AGGREGATED CELL MASS DISPERSING DEVICE AND METHOD OF DISPERSING AGGREGATED CELL MASS

Abstract

An aggregated cell mass dispersing device (100) of the present invention includes: a storage container (101) storing a liquid (L) containing an aggregated cell mass; a pipette (102) whose tip is pushed against an inner bottom surface (101a) of the storage container; and an elastic body (103) supporting an outer bottom surface of the storage container.

Claims

1. An aggregated cell mass dispersing device, comprising: a storage container storing a liquid comprising an aggregated cell mass; a pipette whose tip is pushed against an inner bottom surface of the storage container; and an elastic body supporting an outer bottom surface of the storage container.

2. The aggregated cell mass dispersing device of claim 1, wherein the elastic body is a spring disposed to extend and contract in a direction parallel to a direction in which the pipette is pushed, and one end of the spring is fixed to the outer bottom surface of the storage container.

3. The aggregated cell mass dispersing device of claim 1, wherein the elastic body is provided with a first support member supporting the storage container at one side and a spring disposed to extend and contract in a direction parallel to a direction in which the pipette is pushed, and one end of the spring is fixed to the other side of the first support member.

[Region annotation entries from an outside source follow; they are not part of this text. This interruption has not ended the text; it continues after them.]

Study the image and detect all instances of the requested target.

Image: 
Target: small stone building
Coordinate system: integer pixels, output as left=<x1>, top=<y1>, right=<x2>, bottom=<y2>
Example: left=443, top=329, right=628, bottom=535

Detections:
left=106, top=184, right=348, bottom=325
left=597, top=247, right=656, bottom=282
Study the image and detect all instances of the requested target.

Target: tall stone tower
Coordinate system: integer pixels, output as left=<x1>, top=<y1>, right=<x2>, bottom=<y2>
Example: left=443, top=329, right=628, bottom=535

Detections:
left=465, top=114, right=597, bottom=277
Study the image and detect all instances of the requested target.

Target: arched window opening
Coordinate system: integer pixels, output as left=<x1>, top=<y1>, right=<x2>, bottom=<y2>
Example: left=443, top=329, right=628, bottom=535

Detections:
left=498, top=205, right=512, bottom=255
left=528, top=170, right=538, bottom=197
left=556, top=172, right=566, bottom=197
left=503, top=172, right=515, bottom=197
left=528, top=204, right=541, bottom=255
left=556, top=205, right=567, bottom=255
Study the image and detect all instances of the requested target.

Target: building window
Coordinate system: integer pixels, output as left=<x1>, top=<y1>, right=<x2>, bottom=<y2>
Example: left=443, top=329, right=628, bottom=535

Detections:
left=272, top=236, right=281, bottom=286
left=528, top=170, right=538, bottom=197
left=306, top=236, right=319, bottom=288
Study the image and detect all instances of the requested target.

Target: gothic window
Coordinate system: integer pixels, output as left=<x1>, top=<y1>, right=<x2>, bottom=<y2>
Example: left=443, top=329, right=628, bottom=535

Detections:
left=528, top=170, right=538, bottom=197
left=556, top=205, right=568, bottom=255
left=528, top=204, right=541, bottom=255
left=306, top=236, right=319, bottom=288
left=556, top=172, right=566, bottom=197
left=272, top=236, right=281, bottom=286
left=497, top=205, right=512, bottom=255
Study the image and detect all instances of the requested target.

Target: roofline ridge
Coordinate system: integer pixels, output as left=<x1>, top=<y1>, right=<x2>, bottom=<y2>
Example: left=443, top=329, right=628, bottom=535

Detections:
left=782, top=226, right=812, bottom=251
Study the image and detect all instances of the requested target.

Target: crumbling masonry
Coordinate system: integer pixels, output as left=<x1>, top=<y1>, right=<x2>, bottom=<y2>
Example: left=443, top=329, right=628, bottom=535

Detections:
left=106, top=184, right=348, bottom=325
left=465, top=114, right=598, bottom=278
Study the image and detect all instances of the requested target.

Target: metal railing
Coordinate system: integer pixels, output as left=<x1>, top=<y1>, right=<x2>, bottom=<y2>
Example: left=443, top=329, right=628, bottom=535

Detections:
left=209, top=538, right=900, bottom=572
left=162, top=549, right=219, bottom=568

4. The aggregated cell mass dispersing device of claim 1, wherein the elastic body is provided with a second support member to which an end of a spring is fixed and which supports the spring.

5. The aggregated cell mass dispersing device of claim 1, wherein the pipette becomes thinner toward the tip.

6. The aggregated cell mass dispersing device of claim 1, wherein a section on a bottom of the storage container, against which the tip of the pipette is pushed, is recessed toward the elastic body side.

7. The aggregated cell mass dispersing device of claim 1, wherein the storage container is one or more tubes whose bottom side is closed, and which is provided upright so as to extend opposite to the bottom.

8. The aggregated cell mass dispersing device of claim 7, further comprising a guide member surrounding an outer peripheral portion of the one or more tubes.

9. A method of dispersing an aggregated cell mass using the aggregated cell mass dispersing device of claim 1, the method comprising: storing a liquid comprising an aggregated cell mass in the storage container; pushing the tip of the pipette against the inner bottom surface of the storage container; and pulling the tip of the pipette away from the inner bottom surface of the storage container.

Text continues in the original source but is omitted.